For golf fans, spring starts not with the change of the weather but with the ceremonial tee shots down Magnolia Lane. Few, though, know that the verdant fairways of Augusta National were once an ailing nursery and that the Masters Tournament was conceived out of necessity, not splendor.
The story of the course began in 1931, when Bobby Jones, riding high after achieving golf’s only Grand Slam, set out to find a site for the course of his dreams. What he encountered in Augusta, Georgia — a former indigo plantation that had become a botanical nursery — fascinated him.
“It seemed that this land had just been sitting here — it could have been for a hundred years — just waiting for someone to put a golf course on top of it,” Jones later wrote in his book Golf Is My Game.
With the investment banker Clifford Roberts and the legendary architect Alister MacKenzie, he converted the land into the Augusta National Golf Club, which opened officially in December 1932.
Jones imagined a layout that could test the best while still being playable for the average player. MacKenzie’s design, with generous fairways and a little rough, was interested in natural contours, not artificial hazards — a philosophy that remains in place to this day. Unfortunately, their vision came at a cost, and the club faced financial difficulties during the Great Depression. The club’s membership lagged behind, and MacKenzie died early in 1934, having never seen the course’s influence.
With the club teetering on the brink, Roberts and Jones introduced the Augusta National Invitation Tournament in 1934, wagering that Jones’ fame would lure players and fans. The gamble paid off. By 1939, it had received a new name — The Masters — and an indelible spot in golf history.
From Gene Sarazen’s Shot Heard ‘Round the World in 1935 to Tiger Woods’s record-breaking debut in 1997, the Augusta National is more than just a golf course. It’s a living monument to tradition, triumph, and the indelible vision of two men who thought the land could become something unforgettable.
All about the first tournament played at the Augusta National Golf Club
Before we heard about green jackets, Amen Corner, and Tiger’s roars, the legendary Masters Tournament began as merely the Augusta National Invitation Tournament, with its first play on March 22, 1934. It was conceived by Bobby Jones and Clifford Roberts, the founders of Augusta National Golf Club, who wanted to stage an event that would be a testament to their dream for golf’s future — on a layout designed to showcase both strategy and beauty.
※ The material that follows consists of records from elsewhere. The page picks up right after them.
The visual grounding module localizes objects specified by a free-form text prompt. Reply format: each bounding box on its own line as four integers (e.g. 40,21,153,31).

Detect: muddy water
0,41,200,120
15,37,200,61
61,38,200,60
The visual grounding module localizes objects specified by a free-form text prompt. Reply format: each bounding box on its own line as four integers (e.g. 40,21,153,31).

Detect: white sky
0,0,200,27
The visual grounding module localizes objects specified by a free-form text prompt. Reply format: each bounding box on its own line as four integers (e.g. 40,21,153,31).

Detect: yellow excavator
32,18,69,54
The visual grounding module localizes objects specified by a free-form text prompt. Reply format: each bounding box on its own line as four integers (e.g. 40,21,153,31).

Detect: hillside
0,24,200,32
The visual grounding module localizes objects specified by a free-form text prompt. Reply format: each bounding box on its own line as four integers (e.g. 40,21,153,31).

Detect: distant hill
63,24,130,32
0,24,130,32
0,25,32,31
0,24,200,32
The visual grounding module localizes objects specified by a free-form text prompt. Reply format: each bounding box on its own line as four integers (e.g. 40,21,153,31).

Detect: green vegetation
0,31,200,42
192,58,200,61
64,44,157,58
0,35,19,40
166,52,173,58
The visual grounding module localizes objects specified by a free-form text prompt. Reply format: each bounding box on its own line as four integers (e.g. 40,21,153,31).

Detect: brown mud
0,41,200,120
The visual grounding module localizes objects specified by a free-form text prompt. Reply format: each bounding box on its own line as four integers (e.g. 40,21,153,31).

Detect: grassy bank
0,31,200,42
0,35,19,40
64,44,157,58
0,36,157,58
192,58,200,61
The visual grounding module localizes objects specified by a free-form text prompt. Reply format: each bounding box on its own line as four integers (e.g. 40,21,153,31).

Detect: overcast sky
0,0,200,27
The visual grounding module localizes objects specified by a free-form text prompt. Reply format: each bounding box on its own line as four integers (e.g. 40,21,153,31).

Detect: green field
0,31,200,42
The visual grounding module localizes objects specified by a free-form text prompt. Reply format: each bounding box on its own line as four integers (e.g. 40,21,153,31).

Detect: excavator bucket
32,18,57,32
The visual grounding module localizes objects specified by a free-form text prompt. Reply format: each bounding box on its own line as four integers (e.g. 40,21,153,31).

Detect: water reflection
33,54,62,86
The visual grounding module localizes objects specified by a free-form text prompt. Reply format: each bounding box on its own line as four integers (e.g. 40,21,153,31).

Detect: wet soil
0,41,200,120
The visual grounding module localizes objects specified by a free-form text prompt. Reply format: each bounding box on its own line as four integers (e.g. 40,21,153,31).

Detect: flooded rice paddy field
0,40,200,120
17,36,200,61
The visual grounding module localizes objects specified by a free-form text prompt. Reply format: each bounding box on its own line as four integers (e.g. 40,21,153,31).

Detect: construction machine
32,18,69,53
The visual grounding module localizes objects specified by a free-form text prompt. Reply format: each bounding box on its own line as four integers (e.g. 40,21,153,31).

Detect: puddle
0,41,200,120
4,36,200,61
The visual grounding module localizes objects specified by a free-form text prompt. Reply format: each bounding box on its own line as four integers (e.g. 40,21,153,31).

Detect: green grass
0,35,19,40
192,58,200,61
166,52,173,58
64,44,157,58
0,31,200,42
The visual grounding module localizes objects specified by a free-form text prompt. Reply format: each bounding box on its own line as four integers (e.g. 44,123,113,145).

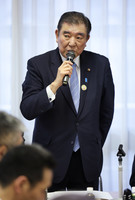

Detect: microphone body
63,50,75,86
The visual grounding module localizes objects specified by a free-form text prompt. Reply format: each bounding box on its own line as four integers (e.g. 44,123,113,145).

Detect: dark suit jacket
20,48,114,183
130,156,135,187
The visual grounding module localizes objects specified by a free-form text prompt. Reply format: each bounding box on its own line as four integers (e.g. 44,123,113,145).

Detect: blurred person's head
0,111,26,161
0,144,55,200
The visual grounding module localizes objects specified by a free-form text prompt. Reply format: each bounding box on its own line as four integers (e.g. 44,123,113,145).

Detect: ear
13,176,30,194
55,29,59,43
0,145,8,161
86,35,90,42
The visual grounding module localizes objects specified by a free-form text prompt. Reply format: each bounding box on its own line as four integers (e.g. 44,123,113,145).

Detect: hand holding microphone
63,50,75,86
50,51,75,94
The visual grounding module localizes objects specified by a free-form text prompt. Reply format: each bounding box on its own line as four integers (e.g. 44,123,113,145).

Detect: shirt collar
59,52,80,68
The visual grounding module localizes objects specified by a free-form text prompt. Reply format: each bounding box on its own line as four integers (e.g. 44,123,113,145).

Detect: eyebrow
63,31,85,36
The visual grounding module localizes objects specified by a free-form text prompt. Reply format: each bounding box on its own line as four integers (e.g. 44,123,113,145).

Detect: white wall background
0,0,135,191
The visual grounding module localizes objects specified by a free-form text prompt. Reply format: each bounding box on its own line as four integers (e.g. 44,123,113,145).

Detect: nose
69,37,76,47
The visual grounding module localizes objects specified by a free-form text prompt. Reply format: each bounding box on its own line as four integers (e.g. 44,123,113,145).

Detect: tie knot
72,63,77,68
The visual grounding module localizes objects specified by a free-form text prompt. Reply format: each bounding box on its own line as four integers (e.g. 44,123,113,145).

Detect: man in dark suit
21,12,114,191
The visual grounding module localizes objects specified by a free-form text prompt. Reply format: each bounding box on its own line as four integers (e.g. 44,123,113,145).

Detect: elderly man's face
55,23,89,57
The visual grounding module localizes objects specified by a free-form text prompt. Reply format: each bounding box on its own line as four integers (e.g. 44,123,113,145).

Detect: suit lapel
50,48,77,114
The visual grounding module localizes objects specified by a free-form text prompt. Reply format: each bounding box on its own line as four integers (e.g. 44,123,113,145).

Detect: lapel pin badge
81,85,87,91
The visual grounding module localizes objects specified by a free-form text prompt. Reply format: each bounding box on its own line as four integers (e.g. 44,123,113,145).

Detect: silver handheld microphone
63,50,75,86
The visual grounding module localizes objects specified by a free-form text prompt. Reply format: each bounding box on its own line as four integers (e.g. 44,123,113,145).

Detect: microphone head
66,50,75,62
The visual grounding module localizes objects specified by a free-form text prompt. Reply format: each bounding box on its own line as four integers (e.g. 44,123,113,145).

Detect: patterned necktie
70,63,80,152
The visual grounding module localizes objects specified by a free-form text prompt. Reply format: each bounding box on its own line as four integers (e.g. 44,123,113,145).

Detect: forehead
60,22,87,34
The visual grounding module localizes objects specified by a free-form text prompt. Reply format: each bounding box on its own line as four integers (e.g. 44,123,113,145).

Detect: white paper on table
47,190,113,200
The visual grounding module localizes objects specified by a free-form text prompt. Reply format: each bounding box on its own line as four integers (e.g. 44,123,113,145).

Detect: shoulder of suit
28,49,58,62
82,50,108,60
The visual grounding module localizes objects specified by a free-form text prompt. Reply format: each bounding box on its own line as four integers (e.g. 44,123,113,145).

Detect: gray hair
0,111,26,148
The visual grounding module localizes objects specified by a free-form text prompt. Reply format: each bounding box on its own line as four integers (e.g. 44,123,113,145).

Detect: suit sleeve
100,59,114,146
130,156,135,187
20,60,53,120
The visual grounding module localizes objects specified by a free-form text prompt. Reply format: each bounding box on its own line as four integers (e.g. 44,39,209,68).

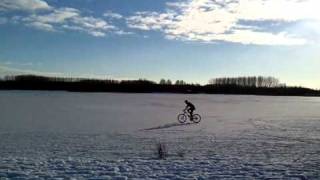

The first tournament was a statement of purpose, coming just over a year after Augusta National opened in 1933. But it wasn’t known as The Masters just yet — Jones considered that name too egotistical, so for its first five years, the tournament went by a humbler title.
Horton Smith was only 25, a young star in the making when he made history by winning the first of those tournaments by a single stroke over Craig Wood. Smith birdied the 17th to go ahead, clinching the victory and the start of a tradition. The $1,500 winner’s prize was only possible because club members chipped in to raise it, a reflection of the financial hardships of those early days.
Interestingly, the course was reversed in 1934 compared to how it’s played today — the back nine played as the front nine, and the reverse. The final stretch, becoming the dramatic crescendo fans know and love today, didn’t happen until 1935 when the current routing was adopted.
This humble affair, which was dreamed up by Bobby Jones and contested on a course used at one time for grazing cattle, would one day emerge as golf’s most respected major — the Masters.